En otro país, o en otro contexto, quizá Morales no hubiera sido más que un revoltoso sin clientela electoral, como los piqueteros argentinos. Batió un récord de votos, empero, muchos de ellos de la clase media, con la prédica contra el llamado neoliberalismo, usual en Chávez, mientras Michelle Bachelet legitimaba en Chile el legado de Ricardo Lagos, socialista como ella, gracias a la misma receta, pero mejor aplicada.

De mayor a menor, los Estados Unidos notaron que algo no andaba bien en la región cuando dos socios y puntales, Chile y México, rechazaron la guerra contra Irak en el Consejo de Seguridad de las Naciones Unidas. Después, sorprendidos por la ola de izquierdas, procuraron contentarse con ella en virtud de haber alcanzado el poder en democracia, como ocurrió con Lula en Brasil y Tabaré Vázquez en Uruguay. Y después, sorprendidos por la ola de izquierdas y las crestas populistas, también procuraron contentarse con ellas en virtud de recuperar la voz perdida.

En los huecos que dejaron vacantes las guerras preventivas en Afganistán e Irak, así como las amenazas de Irán y de Corea del Norte, un místico como Morales llegó a decir en su discurso inaugural como presidente de Bolivia que la reina Sofía de España había sido su médica en Madrid por haberle suministrado medicinas contra un resfrío. Quiso dejar en evidencia que la corona era ahora algo así como un súbdito del imperio pretérito, dueño de los recursos naturales de los cuales no obtuvo beneficio en más de cinco siglos.

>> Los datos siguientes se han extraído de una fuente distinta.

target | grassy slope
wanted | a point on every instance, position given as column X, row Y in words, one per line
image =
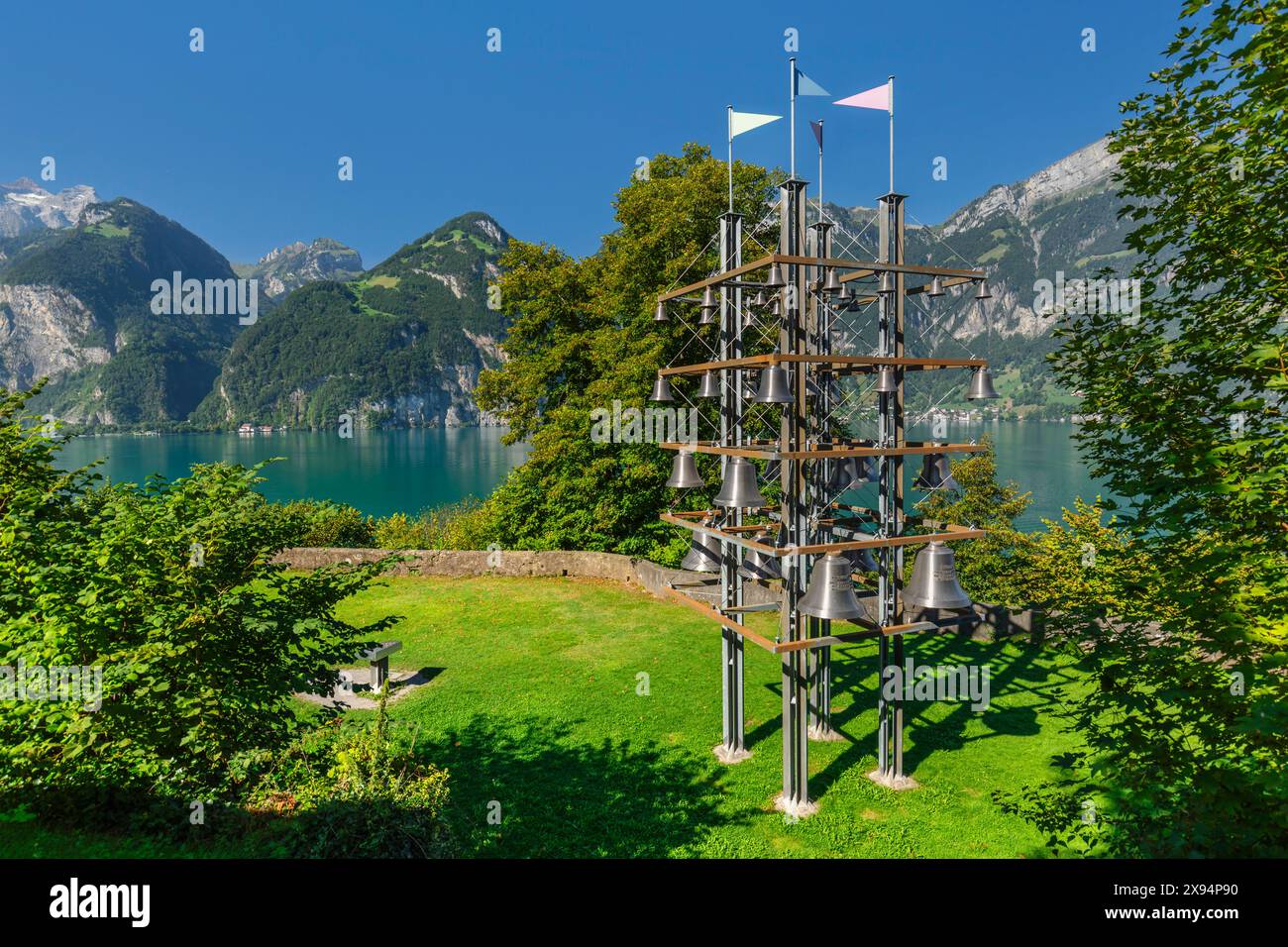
column 535, row 706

Desde 2000, los movimientos indígenas derrocaron a cuatro presidentes en Bolivia y Ecuador, y adquirieron espacios de poder en Colombia, Venezuela y Guatemala. Desde Benito Juárez en México, el filón de Marcos, no había habido otro presidente indígena, lo cual dio aire a partidos identificados con ellos en esos países, como el Pachakutik (en quechua, nuevo despertar) de Ecuador, y en Perú, Guyana y Nicaragua. En el sur de Chile, los mapuches ganaron más de una docena de alcaldías.

En la exclusión residió su fortaleza. En la exclusión y en la reacción, digamos. Los aymaras y los quechuas fundaron en 1995 el Movimiento al Socialismo (MAS) y, siete años después, gracias a los temores del embajador norteamericano en Bolivia, Manuel Rocha, por la defensa de los cultivos de coca, materia prima de la cocaína, Morales a punto estuvo de cerrar el ciclo iniciado por Marcos y Menchú. Le faltaban tres años más, y dos presidentes menos, para descubrir la fórmula: cómo hacer una tortilla sin romper huevos.